Management should not mandate other non-ODL carriers by juniority to provide assistance for a senior non-ODL carrier. (See Lawerence Hutchins, NALC Vice President, retired, letter of April 28, 1988.) The requirement to draft by juniority when the ODL is exhausted is only applied to circumstances when a non-ODL employee is forced off his or her own assignment to work overtime on another assignment. If the overtime is on the carriers' own route, the Service may require the non-ODL carrier to work the overtime if there is no auxiliary assistance (casual, TE, PTF, ODL) available that would not be in a penalty overtime status. The exception to this rule is on the day of the week of inspection when the carrier is accompanied by a route examiner. During the other days of the week of inspection the non-ODL carrier may be required to work overtime the same amount of time used to count the mail in the morning.

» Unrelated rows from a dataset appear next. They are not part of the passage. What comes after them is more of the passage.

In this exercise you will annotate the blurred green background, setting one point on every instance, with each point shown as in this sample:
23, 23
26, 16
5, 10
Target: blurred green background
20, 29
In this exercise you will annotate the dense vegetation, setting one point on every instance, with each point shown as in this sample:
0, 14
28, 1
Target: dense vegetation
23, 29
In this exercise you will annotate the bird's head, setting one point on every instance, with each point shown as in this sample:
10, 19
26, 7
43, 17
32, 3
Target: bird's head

Management sometimes argues that help could not be given to a non-ODL carrier because of an "operational window". If management sets a time as a cut-off which is not due to the office closing or the last dispatch leaving the office, it has been the Union's position that this self imposed policy cannot override the express provisions of the contract.
Arbitrators have agreed that management must conform to the agreed upon language of National Agreement and Memos incorporated therein. (See C#08021, C#07049) Each instance must be looked at to see if there is any validity to management's arguments, and if there was an alternative that could be used to avoid the LCP violation. For instance could the overtime have been anticipated and ODL carriers or others have come in earlier to start the day? Maybe the last dispatch truck leaves at 5:00pm, but the boxes out front get pulled at 6:30pm. As always there may be more to the picture than seen through the eyes of the supervisor.

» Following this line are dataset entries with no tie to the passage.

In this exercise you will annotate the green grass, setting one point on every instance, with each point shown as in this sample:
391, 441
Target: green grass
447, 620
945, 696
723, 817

Management sometimes invokes what it calls the "rule of reason". This is the concept incorporated in the December 20, 1988 Memorandum which describes that it might not be reasonable to require 20 minutes of travel each way for a carrier to provide a non-ODLer auxiliary assistance. Again each circumstance should be carefully considered, and no across the board limit should be the rule, as the operative question, is "What Is Reasonable?" Remember it is much easier to argue it was reasonable to provide auxiliary help to a non-ODL carrier if management is informed in the morning help is needed, rather than a call at 3:00 p.m. asking for help. (See C#10637, C#12669, C#11251, C#07886)

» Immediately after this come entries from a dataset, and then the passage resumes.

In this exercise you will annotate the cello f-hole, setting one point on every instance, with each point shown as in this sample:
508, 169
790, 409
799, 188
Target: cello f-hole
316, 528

When stewards deal with grievances alleging violation of the LCP, they should always cite any previous grievance settlements or decisions from their station and installation. The union should always show when management has previously been put on notice concerning the requirements of the LCP, and ordered or agreed to cease and desist violations.
This is a must if the union intends to show a monetary remedy is appropriate. The effects of the remedy should be to correct the harm to the employee who was improperly forced to work overtime and to prevent future violations, and to compensate at the appropriate rate the employee who should properly have been assigned the work to perform.
The Letter Carrier Paragraph is agreed to language. It constantly amazes me that so many grievances are filed on the issue. Often management claims they don't "understand" how to apply it. If the Postal Service won't instruct their managers and supervisors how to apply the rules that govern their workroom floor, then we will through the grievance procedure.
It is not that confusing!
The principle of the Letter Carrier Paragraph is to relieve the non-ODL carrier of the need to work overtime by assigning the work to those who volunteer to work overtime (the ODL) or others (casuals, PTFs etc.).